Control of the COPII pathway through alternative splicing
The transport of secretory proteins from the endoplasmic reticulum (ER) to the Golgi depends on COPII-coated vesicles. While the basic principles of the COPII machinery have been identified, it remains largely unknown how COPII transport is regulated to accommodate tissue- or activation-specific differences in cargo load and identity. To address this question we have used T cells as a model system that show strongly increased secretory cargo load upon activation. We have confirmed increased ER-export efficiency in activated T cells and then used RNA-Seq to uncover the molecular mechanism for this adaptation. While we do not find substantial changes in the abundance of mRNAs encoding for components of the early secretory pathway, we observe a strong change in alternative splicing of Sec16, a protein essential for COPII vesicle generation.

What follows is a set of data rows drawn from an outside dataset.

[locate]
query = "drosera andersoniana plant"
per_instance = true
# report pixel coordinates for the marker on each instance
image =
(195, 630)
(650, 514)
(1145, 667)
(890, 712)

Using Morpholino-mediated manipulation of alternative splicing as well as CRISPR/Cas9-mediated genome engineering we show that this splicing switch controls the number of ER exit sites and transport efficiency. Our work provides the first connection between the COPII pathway and alternative splicing thus adding a new regulatory layer to protein secretion and its adaptation to changing cellular environments. As a mechanistic basis, we suggest the C-terminal Sec16 domain to be a splicing-controlled protein-interaction platform, with individual isoforms showing differential ability to recruit COPII components (Wilhelmi et al., 2016, Nat Comm). We are now generating isoform-specific Sec16 knock-out mice to correlate Sec16 alternative splicing with in vivo phenotypes. Based on this first example we are also analyzing a broader impact of alternative splicing in controlling the functionality of the early secretory pathway.
Model for the role of Sec16 alternative splicing in regulating ER-export during T cell activation (Wilhelmi et al., 2016, Nat Comm). Sec16 alternative splicing is differentially regulated in different cell types, suggesting an involvement in controlling protein secretion in a tissue-specific manner.